Шрифт:
Интервал:
Закладка:
«Вот я стою здесь на страже, — сказала себе Харриет и добавила для брата: — Не бойся, я не дам тебя в обиду». Она почувствовала, что и ему стало легче. Со дня его смерти прошло уже двенадцать лет, многое изменилось, но вид из окна гостиной остался прежним. Даже дерево все еще стояло.
Харриет стало тяжело держать ружье на весу. Она осторожно положила его на подоконник и отправилась на кухню в поисках конфет. В морозилке она нашла коробку с фруктовым льдом. Виноградный вкус, ее любимый. Вот повезло! Она взяла одну палочку, села на подоконник в гостиной и неспеша обсосала холодный, сладкий, замерзший сок. Вкусно! Можно было бы съесть всю коробку (кто ее остановит?), но она должна нести вахту, а есть мороженое и одновременно следить через оптический прицел за наступлением противника было бы крайне сложно.
Харриет провела стволом ружья по всему ночному небу, стараясь разглядеть звезды, — глупое занятие, она это знала, звезды были слишком далеко.
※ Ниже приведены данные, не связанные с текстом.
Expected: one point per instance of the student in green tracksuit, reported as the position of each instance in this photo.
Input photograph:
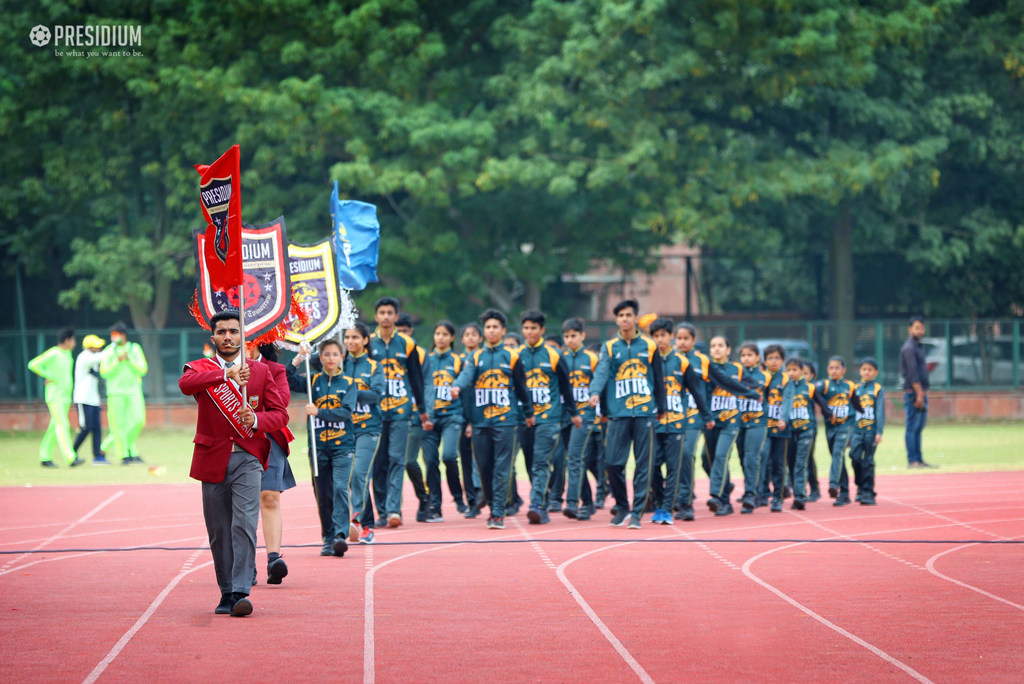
(778, 403)
(802, 421)
(366, 419)
(403, 324)
(55, 366)
(696, 424)
(753, 423)
(494, 377)
(399, 358)
(580, 364)
(334, 399)
(123, 367)
(547, 379)
(869, 421)
(839, 394)
(725, 407)
(630, 369)
(681, 385)
(444, 419)
(472, 338)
На улице хлопнула дверца машины. Харриет быстро направила прицел в сторону звука. А, это приехала миссис Фонтейн, видимо вернулась из кружка хорового пения, и прошлепала по дорожке к двери. Два фонаря отбрасывали две шальные тени. Глупая старуха, она не знает, что на мушке у Харриет уже давно сидит одна из ее дурацких блестящих сережек. Свет на крыльце погас и через секунду загорелся на кухне, показав Харриет неряшливый силуэт миссис Фонтейн — покатые плечи, лошадиное лицо, — который мелькал за занавеской как кукла в театре теней.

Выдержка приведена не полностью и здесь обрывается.